After the fall, doctors told her to rest and elevate her left leg.
But with the 88-pupil RC school fighting to escape special measures, she returned to work for the two-day inspection in November 2005.
Laura Fairhurst, then headteacher at the school, told Mrs Pettitt to take the time off, but the committed deputy head was concerned about the impact of her absence. Mrs Fairhurst said: “Had there not been an inspection, she probably would not have come in over those two days. There wouldn’t have been the same pressure.”
The day after the inspection ended, she returned to hospital, had a plaster cast fitted, and returned home for nine days but was later diagnosed with a pulmonary embolism and deep-vein thrombosis.
Mrs Pettitt’s condition worsened and she suffered four heart attacks. She died on December 6, 2005. Two days later, Ofsted said the school had made good progress since being put in special measures.
Delays in admitting Mrs Pettitt to hospital and administering medication prompted the coroner, John Matthews, to enter a verdict of accidental death contributed to by neglect in June.

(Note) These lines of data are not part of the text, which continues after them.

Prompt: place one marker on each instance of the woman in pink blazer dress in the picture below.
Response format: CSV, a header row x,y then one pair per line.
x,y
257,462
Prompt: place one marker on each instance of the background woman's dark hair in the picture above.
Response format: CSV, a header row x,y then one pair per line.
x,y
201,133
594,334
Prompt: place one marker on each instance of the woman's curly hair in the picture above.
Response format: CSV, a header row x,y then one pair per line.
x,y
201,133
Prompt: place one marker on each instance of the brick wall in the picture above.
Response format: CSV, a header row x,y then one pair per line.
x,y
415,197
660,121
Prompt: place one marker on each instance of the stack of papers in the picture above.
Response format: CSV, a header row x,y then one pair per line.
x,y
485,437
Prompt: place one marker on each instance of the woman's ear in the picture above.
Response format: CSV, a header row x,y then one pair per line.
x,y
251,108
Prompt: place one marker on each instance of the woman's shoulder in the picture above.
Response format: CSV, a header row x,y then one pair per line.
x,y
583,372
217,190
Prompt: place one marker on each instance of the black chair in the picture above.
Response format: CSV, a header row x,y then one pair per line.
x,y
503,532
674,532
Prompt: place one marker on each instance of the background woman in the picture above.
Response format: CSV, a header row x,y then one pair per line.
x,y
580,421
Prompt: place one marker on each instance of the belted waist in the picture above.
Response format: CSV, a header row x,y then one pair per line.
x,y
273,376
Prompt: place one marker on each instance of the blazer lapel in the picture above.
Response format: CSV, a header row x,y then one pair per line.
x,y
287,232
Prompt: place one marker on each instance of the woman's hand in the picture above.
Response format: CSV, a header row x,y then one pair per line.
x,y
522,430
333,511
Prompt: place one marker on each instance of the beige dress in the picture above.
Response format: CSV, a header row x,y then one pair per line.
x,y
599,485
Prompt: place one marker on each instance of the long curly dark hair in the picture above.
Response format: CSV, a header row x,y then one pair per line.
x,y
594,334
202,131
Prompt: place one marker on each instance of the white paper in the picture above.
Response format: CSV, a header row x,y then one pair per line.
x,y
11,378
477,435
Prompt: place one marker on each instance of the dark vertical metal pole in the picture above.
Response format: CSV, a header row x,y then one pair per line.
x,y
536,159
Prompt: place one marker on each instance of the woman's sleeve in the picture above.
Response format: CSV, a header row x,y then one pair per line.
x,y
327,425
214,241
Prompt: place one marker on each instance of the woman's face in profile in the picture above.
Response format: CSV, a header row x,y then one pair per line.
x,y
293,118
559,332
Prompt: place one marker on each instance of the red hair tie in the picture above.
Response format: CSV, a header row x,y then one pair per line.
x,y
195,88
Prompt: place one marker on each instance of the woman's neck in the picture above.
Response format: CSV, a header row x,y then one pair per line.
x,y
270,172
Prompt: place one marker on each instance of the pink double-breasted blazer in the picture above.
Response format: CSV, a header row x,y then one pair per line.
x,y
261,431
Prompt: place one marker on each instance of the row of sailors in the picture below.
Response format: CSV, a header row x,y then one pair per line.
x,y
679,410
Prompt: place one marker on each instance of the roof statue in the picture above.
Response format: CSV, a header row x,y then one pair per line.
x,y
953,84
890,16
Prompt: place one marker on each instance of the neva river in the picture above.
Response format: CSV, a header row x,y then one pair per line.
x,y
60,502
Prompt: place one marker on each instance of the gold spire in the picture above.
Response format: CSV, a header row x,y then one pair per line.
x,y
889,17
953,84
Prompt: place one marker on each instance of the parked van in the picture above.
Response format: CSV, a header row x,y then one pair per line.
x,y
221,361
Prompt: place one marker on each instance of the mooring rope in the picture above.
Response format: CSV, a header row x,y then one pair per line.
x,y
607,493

Her husband David, a former director of children’s services at Isle of Wight council who could not be contacted this week, said after the verdict that he would be seeking legal advice.
Mick Brookes, general secretary of the National Association of Head Teachers, said Mrs Pettitt’s return to work was an extreme example of the pressure that teachers felt under Ofsted’s inspection regime.
An Ofsted spokesperson said: “We would like to express our sympathies to the family, friends and colleagues of Margaret Pettit.”